2. İnanç sözleşmesi, 05.02.1947 tarihli ve 20/6 sayılı Yargıtay İçtihadı Birleştirme Kararı uyarınca ancak, yazılı delille kanıtlanabilir. Bu yazılı delil, tarafların getirecekleri ve onların imzalarını taşıyan bir belge olmalıdır.

3. Açıklanan nitelikte bir yazılı delil bulunmasa da, taraflar arasındaki uyuşmazlığın tümünü kanıtlamaya yeterli sayılmamakla beraber bunun vukuuna delalet edecek karşı tarafın elinden çıkmış (inanılan tarafından el ile yazılmış fakat imzalanmamış olan bir senet veya mektup, daktilo veya bilgisayarla yazılmış olmakla birlikte inanılanın parafını taşıyan belge, usulüne uygun onanmamış parmak izli veya mühürlü senetler gibi) “delil başlangıcı” niteliğinde bir belge varsa 6100 sayılı Hukuk Muhakemeleri Kanunu’nun 202 nci maddesi uyarınca inanç sözleşmesi “tanık” dahil her türlü delille ispat edilebilir.

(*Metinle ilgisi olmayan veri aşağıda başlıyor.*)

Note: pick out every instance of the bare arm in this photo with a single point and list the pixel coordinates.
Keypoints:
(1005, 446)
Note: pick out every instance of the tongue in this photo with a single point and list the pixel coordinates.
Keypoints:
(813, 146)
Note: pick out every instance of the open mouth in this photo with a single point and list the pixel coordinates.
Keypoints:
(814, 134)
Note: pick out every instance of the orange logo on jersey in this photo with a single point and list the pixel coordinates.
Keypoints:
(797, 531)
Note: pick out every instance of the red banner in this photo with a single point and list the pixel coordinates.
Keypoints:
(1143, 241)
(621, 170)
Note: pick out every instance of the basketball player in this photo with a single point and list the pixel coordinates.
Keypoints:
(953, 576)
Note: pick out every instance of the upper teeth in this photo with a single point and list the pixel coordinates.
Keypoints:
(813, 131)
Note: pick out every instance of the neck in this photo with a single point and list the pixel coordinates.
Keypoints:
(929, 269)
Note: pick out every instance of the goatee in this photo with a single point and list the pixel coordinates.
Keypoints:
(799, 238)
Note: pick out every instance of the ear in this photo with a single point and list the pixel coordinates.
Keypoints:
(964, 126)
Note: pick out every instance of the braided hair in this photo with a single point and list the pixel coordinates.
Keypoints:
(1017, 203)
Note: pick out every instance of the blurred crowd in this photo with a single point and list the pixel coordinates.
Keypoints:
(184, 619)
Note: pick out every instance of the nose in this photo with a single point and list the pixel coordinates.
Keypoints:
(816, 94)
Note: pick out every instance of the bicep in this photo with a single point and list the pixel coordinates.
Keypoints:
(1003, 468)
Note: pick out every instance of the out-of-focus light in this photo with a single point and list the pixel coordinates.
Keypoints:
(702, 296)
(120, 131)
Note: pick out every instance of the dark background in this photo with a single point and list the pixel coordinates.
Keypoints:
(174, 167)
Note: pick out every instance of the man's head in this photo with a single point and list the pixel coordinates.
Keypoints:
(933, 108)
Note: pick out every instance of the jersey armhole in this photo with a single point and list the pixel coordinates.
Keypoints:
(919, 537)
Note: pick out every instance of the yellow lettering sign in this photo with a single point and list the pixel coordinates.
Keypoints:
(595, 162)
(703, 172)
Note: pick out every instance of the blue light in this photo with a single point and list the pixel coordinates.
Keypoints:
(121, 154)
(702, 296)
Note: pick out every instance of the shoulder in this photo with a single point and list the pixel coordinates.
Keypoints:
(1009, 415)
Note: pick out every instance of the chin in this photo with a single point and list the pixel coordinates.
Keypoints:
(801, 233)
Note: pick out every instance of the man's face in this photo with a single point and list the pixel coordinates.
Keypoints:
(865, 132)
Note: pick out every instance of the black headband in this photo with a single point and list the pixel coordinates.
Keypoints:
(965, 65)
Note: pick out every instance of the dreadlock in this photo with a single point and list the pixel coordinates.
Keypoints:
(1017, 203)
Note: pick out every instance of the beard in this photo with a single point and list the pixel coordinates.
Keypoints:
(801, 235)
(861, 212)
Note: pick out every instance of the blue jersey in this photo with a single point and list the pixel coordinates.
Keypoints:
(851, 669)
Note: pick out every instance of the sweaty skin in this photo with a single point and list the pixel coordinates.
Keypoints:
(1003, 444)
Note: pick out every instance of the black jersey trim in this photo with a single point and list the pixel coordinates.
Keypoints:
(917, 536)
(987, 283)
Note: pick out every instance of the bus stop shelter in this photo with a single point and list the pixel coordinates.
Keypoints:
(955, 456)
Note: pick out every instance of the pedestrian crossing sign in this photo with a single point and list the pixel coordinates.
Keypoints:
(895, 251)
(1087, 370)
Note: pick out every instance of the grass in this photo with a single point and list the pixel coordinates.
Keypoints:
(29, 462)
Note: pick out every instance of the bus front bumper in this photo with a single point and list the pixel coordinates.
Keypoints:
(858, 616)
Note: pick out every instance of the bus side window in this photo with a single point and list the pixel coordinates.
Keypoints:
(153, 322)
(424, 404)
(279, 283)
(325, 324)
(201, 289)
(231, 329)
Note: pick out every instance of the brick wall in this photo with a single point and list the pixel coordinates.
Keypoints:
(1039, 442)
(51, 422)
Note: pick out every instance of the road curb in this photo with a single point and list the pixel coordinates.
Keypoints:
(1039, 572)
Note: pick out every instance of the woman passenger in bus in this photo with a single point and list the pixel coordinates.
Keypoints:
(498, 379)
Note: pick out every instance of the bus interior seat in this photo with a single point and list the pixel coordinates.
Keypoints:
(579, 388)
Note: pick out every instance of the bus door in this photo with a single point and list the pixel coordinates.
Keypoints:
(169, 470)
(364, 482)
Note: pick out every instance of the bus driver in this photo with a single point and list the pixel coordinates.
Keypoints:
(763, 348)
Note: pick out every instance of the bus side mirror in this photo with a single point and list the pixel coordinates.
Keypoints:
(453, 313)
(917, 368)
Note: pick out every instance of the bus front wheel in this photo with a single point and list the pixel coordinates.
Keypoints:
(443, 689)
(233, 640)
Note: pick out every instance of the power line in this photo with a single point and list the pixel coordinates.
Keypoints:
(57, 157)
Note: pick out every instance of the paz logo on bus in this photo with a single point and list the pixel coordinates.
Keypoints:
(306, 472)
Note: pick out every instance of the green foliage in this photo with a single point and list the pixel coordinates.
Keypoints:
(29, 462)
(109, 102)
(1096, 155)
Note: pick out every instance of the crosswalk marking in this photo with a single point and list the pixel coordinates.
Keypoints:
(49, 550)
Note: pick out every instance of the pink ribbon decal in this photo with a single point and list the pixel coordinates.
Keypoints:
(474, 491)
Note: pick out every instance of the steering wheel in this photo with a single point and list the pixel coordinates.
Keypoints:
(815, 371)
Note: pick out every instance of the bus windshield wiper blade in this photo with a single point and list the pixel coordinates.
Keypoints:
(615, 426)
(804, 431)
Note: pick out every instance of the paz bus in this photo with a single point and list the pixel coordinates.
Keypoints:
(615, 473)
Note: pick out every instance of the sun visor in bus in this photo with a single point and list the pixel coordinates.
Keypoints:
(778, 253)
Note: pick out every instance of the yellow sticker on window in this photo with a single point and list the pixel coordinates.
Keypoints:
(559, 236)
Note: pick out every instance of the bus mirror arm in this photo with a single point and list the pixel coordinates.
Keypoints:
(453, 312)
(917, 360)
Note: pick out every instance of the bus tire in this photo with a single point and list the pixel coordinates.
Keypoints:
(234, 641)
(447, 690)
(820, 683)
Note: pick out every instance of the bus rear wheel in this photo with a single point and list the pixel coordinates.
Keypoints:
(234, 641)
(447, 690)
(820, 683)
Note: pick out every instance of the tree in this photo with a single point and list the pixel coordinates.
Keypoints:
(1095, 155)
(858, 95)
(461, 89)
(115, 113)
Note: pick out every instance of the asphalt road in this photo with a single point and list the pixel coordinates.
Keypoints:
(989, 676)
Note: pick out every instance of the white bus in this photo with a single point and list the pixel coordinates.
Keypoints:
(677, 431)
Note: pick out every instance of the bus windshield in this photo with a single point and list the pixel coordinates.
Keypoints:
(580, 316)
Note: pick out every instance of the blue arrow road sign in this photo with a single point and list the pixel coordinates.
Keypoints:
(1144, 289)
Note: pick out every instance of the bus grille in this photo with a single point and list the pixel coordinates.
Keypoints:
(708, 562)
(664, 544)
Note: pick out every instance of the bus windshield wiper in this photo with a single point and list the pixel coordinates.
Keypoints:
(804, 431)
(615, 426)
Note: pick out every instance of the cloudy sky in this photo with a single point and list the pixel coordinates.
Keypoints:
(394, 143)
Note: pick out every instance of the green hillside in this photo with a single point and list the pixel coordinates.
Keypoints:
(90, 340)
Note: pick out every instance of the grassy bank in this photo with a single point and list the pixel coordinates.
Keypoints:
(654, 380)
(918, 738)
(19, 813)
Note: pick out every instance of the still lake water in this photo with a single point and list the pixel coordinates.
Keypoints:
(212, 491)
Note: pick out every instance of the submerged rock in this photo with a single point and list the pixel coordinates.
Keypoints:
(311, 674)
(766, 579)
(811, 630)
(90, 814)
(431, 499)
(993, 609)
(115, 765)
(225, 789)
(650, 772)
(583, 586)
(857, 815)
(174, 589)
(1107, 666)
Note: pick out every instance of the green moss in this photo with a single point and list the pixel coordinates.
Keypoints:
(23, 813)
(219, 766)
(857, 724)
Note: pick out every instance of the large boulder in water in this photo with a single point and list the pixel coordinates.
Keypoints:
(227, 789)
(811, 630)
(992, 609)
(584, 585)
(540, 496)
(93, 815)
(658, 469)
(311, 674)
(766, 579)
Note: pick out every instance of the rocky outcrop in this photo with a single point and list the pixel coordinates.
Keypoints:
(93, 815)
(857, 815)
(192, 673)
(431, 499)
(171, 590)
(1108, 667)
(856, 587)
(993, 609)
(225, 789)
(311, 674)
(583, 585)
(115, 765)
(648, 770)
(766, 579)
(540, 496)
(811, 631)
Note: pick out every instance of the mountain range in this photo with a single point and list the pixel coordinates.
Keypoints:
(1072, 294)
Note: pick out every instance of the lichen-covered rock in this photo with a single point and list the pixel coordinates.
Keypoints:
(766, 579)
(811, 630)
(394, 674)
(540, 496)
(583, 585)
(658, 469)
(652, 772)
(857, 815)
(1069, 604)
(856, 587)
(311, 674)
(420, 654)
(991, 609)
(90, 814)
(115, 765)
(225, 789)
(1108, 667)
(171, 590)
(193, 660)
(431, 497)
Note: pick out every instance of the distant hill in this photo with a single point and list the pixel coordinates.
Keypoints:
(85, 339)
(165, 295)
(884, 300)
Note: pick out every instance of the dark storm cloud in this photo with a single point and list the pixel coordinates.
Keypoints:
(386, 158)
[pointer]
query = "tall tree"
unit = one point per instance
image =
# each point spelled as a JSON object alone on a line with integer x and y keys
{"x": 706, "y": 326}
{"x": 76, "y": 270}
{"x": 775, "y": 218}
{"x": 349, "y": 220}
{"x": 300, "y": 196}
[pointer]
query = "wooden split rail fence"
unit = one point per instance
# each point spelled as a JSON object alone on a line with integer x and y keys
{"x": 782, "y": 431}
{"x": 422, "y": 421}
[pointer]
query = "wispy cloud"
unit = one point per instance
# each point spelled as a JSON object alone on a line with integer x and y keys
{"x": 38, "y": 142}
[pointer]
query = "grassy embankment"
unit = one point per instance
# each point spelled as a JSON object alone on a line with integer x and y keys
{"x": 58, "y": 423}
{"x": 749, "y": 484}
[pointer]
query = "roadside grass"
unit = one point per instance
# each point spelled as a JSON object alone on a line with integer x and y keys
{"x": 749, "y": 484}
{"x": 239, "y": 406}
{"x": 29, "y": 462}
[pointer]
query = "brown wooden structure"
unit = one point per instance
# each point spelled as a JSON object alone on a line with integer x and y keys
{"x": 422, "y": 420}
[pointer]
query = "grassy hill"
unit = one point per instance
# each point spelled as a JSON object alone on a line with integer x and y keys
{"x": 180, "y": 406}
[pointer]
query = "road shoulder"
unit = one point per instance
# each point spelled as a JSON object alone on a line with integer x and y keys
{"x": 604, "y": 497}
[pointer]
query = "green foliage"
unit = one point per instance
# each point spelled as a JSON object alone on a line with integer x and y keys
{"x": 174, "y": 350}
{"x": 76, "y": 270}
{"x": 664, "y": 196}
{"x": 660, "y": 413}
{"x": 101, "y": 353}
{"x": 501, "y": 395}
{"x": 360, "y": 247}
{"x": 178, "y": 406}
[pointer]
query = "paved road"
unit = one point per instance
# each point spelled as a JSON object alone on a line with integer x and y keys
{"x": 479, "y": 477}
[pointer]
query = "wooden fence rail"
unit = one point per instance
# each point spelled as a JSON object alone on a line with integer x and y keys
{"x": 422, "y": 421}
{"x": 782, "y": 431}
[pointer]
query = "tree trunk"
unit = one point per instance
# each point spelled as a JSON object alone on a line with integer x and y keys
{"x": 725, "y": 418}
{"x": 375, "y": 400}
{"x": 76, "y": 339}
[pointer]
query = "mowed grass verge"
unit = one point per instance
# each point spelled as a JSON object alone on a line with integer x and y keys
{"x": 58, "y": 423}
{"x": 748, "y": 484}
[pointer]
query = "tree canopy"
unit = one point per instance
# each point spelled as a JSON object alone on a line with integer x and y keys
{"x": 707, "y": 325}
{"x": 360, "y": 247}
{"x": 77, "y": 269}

4. Yazılı delil veya “delil başlangıcı” yoksa inanç sözleşmesinin ikrar (6100 sayılı Kanun’un 188inci maddesi ile 225 nci maddesi v.d.) yemin gibi kesin delillerle de ispat edilmesi olanaklıdır. Davacının yemin deliline dayanması halinde hakimin davacıya bu hakkını hatırlatması gerekir. Yargıtay Hukuk Genel Kurulunun 09.12.2015 tarihli, 2014/14-516 Esas, 2015/2838 Karar sayılı kararı da bu doğrultudadır.

5. 6100 sayılı HMK’nın 190 ıncı maddesinde, “İspat yükü, kanunda özel bir düzenleme bulunmadıkça, iddia edilen vakıaya bağlanan hukuki sonuçtan kendi lehine hak çıkaran tarafa aittir.”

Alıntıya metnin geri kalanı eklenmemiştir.